At ROASTe we brew A LOT of espresso.
Here are some espresso tips for you to brew better espresso coffee
Espresso Tip 1: Use an espresso blend rather than a single-origin coffee. Single-origin coffees from Panama, Hawaii, Colombia etc. might be all the rage when prepared in automatic drip machines and french presses. But espresso machines put the beans under 8 atmospheres of pressure and are ideally producing a super-concentrated syrupy molasses of a beverage. A blend of beans is perfect for espresso because it can give a more complex taste to go with the syrupy richness of espresso. In my experience single-origin coffees don't always stand up to an espresso machine. Well to be honest after weeks of using espresso blends I like to pull some single-origin espresso just for a change of pace. But it still tastes too thin for many taste buds. Espresso blends contain 2 -- and we've heard of up to 10 -- different beans to balance the flavor. Buy espresso blends for the most well rounded and complex flavors.
Espresso Tip 2: Crema is a godsend. It is the frothy light-beige foam with tiny bubbles on top of your espresso. It's your best friend. It is a good thing because it contains more oil than the dark extruded espresso in your cup and contains much of the flavor. And have you tried a steak without fat? A chicken breast with all fat removed? Then you'll taste what food is like without fat. The fat molecules that mix into the crema hold a lot of the aromatics and flavor of your coffee. Relish it. And don't fret that it's fat. It's probably less than a gram of fat. You'll consume more fat inhaling while walking past a bakery.

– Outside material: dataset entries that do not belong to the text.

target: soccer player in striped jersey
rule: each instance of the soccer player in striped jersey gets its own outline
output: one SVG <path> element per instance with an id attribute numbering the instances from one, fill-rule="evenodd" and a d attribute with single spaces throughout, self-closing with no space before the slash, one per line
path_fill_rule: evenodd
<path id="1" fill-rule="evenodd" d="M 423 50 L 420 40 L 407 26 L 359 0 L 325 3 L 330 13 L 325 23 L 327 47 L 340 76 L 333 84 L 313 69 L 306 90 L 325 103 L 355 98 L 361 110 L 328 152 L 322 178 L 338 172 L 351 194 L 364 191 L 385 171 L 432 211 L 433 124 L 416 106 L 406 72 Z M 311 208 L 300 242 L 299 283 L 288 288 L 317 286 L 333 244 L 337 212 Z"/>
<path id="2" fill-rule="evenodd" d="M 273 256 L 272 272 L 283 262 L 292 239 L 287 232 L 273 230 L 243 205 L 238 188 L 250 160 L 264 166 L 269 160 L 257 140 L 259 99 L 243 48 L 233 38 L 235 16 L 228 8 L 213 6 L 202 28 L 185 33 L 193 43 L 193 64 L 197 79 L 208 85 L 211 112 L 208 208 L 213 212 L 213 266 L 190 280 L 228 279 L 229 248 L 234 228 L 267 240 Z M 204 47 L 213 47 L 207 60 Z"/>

Espresso Tip 3: In espresso, 100% Arabica doesn't matter. Remember how everyone touts their 100% Arabica bean coffee? It doesn't matter in espresso. You may want Robusta beans in your espresso blend because it adds punch, oomph and a strong flavor. Think Robusta beans add ashiness and a burnt flavor to your espresso? Marketing magicians want you to believe that. But it's just not true. Robustas add a nice flavor that rounds out many espressos. Almost every Italian espresso we carry includes Robusta beans and they add strength and oomph to the espressos without embedding any bitterness of ashiness. There are plenty of low-quality Arabica beans that can add ashiness and bitterness, from places like Brazil, India and Vietnam. (But just for the record there are great Arabica beans from those countries too!)
Espresso Tip 4: Espresso is a kind of blend, not a dark roast. Somehow we think that espresso coffee is dark roasted coffee so dark that you see some of the oil on the outside of the bean. Not so. Espresso is a method of preparing the coffee in a pump machine under pressure to give you the syrupy concentrated drink. There are many coffee blends that contain light and medium roasted beans too. Not just dark. Our recommendation: Try lots of blends. One of our roasters mixes into their espresso blend 1/3 light coffee, 1/3 medium and 1/3 dark. Another does half and half or medium and dark. Some are just medium roast. I think that we get this impression that espresso coffee must be dark roasted because Italians like their coffee very dark. Well, Southern Italians do. And many Italian-Americans and Italian restaurants are Southern Italian centric: Tuscany, Sicily, Naples, Bari. Northern Italians on the other hand prefer lighter roasted coffee in their espresso. But America got its first shots of espresso pulled by southern Italians, and the legacy (or should I say misunderstanding) continues to this day.
That's it with the espresso tips - enjoy the coffee!